Well my joints are doing really well. Started with RA last year and on the triple therapy. I've Just got some issues with my salivary glands at the mo which am due to have surgery on which may be RA related. But determined this time next year I will be back at work. We certainly are warriors aren't we !
Thank you so much for sharing this. What a wonderful, uplifting, life affirming post. You sound so positive and joyous it does the heart good to read it. It's certainly a goal for us all to aim for and has brightened my day
Not good darling. My spine from top to bottom is riddled with arthritis and the pain is off the scales today. I have been out with hubby to stop me vegetating on my own.xxxx
Thank you SO MUCH! It is so good to hear from people who have gone from such a bad place to a much better one. And congratulations to you as well for sticking at it and not giving up on yourself.

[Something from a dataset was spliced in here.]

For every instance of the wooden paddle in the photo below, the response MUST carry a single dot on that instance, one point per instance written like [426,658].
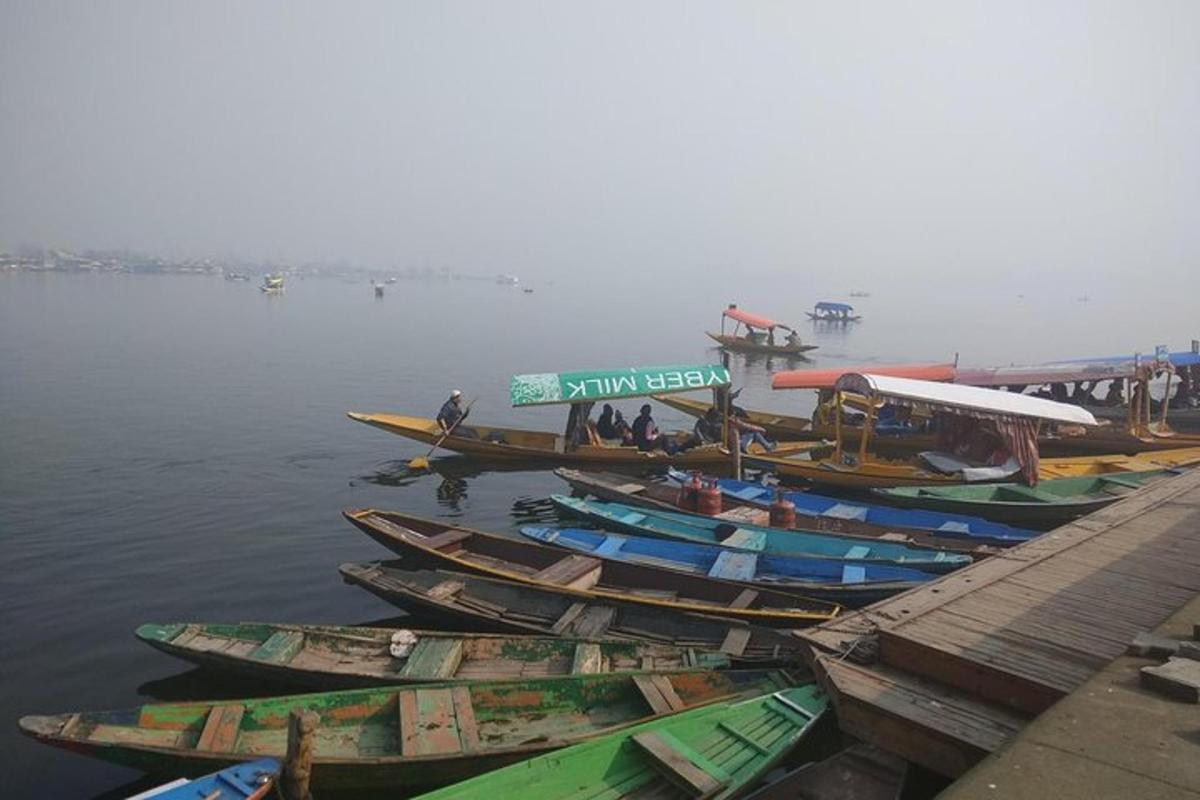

After successive infections I am at last 10 weeks into abatacept. Think that this might be the one!!😊.....fingers crossed. Have managed to cope with the sale of my house, am moving to be nearer my daughter and grandchildren. Very much hope that this adventure will be a good move....taking a winter let to give me time to find the right place to live permanently.
Sad to leave all the memories of the last 40 years, but on the plus side I have always wanted to live by the sea!! To be nearer my grandchildren is another bonus.
Hope I can do as well as you......soooooo pleased for you. M x
So lovely to hear that you've come through it all and are still so positive. It goes to show that with patients, iron will and good management what seemed impossible can be achieved. Did you enjoy buying lots of new clothes? You are a shining example.
Hi P. Missed chatting with you all. Once I got that sepsis I took ages getting ovrrvut and that's when I took myself off to the doc and demanded more help...which I g it. You need to be disciplined even with the help but I'm getting there ... Hope you are well x
Hi Allanah. So good to hear from you and with amazing news, you have done so well. Was wondering why we haven't heard from you in a while.I am a firm believer in the type of diet you have been on, as it worked for me too, just a few other issues now I'm getting older and constant meds for 33 years. Please keep posting, as such a positive post is so helpful to us all. Wonderful and Hugs G X
Hiya G. I know I have been remiss but I got over sepsis then started into this so I had loads of appointments ....we know that story. Glad to hear from you x
Hiya Mahdi. I was in a state buy I was lucky and by volunteering for NRAS and a charity called Attitude is everything who help people with disabilities get to gigs and festivals I kept my mind active and positive. So now to lose another 10kg is my next challenge!
Thankyou for posting, I too am under the care if endocrinology and Rheumatology, so your post hit a special note. I hope you continue to keep well and look forward to your next post !
Lovely to hear your sound soooo upbeat E! I know you're never a Debbie downer, there to help where you can which I'm pretty sure must come from being a nurse, but really this does sound more you. Huge congratulations on the elimination of your diabetic meds, bp meds too & reduction in steroids but I'm sure the weight loss is the biggest change to
you personally, all have played their part & it's worked! Finger's crossed for the final leap, you'll be clothes shopping for Yorkshire soon!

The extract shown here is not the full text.